Community in Vale of Glamorgan, Wales

St Nicholas and Bonvilston is a community in the Vale of Glamorgan, Wales. Formed in 1982, it includes the villages of St Nicholas, Bonvilston, and four properties in Dyffryn.

In August 2020, St Nicholas had 294 dwellings and 451 electors. Bonvilston had 296 dwellings and 346 electors. The population in 2011 was 809.

==Representation==
===County Council===
In 2022 the community became part of a new county electoral ward, St Nicholas and Llancarfan, which elects one county councillor to the Vale of Glamorgan Council.

===Community Council===
St Nicholas with Bonvilston Community Council has ten members. Six members representing the St Nicholas Community Ward, and four members representing the Bonvilston Community Ward. Elections are held every five years, although these have been uncontested for many years.

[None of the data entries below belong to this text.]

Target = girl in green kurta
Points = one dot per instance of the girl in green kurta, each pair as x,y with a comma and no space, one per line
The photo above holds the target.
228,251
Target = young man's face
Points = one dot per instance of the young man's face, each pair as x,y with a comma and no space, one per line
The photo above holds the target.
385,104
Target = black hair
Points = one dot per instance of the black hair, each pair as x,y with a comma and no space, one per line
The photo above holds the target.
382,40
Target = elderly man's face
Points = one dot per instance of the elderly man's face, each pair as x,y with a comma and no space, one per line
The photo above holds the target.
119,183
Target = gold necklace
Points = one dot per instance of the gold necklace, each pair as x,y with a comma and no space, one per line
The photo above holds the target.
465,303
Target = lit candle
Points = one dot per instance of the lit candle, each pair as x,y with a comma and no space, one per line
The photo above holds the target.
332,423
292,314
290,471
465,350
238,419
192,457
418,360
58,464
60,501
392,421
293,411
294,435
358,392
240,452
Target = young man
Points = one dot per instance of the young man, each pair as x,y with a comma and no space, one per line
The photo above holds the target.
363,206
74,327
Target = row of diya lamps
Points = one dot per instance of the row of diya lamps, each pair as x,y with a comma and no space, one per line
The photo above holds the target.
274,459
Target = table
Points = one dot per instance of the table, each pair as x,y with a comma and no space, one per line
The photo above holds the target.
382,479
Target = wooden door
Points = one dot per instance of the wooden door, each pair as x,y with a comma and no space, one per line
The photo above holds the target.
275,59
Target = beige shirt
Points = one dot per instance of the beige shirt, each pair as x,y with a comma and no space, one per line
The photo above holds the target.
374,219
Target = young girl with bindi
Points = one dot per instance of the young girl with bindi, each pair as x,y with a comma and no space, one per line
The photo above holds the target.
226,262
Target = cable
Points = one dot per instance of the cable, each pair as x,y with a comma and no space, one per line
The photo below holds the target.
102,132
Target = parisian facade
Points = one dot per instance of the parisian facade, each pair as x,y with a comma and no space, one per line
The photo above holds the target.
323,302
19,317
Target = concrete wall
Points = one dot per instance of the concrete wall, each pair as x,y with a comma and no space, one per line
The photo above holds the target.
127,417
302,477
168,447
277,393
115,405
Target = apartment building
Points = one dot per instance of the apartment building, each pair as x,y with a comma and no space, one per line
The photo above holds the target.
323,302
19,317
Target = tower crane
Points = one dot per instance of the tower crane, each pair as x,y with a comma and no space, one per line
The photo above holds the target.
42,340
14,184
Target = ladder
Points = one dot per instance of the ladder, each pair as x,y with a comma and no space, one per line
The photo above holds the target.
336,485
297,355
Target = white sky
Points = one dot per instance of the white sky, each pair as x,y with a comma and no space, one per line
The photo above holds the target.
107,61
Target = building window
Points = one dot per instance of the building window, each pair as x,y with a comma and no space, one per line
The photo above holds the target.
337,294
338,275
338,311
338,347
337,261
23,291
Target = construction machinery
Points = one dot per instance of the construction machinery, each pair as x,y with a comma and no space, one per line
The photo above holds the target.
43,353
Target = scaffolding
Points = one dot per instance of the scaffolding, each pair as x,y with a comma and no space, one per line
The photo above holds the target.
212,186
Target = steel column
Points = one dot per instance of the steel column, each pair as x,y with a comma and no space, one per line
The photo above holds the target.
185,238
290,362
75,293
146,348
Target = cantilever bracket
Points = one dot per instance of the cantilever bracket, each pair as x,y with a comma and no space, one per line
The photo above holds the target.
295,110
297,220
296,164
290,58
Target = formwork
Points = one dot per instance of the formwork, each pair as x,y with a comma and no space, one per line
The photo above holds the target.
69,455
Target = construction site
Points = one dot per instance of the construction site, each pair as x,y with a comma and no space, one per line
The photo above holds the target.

The first Chair of the Community Council was Roy Burston, who held the position for 18 of the first 35 years of the council.

The Community Council charges a precept to the Vale of Glamorgan Council. In the year 2019-20 this was £9,095.

====Issues====
The Community Council is opposed to the Vale of Glamorgan Council's proposals to build new dwellings on the Village Green at Maes y ffynon, Bonvilston

The Community Council is opposing present plans to enlarge St Nicholas CIW School on the present site.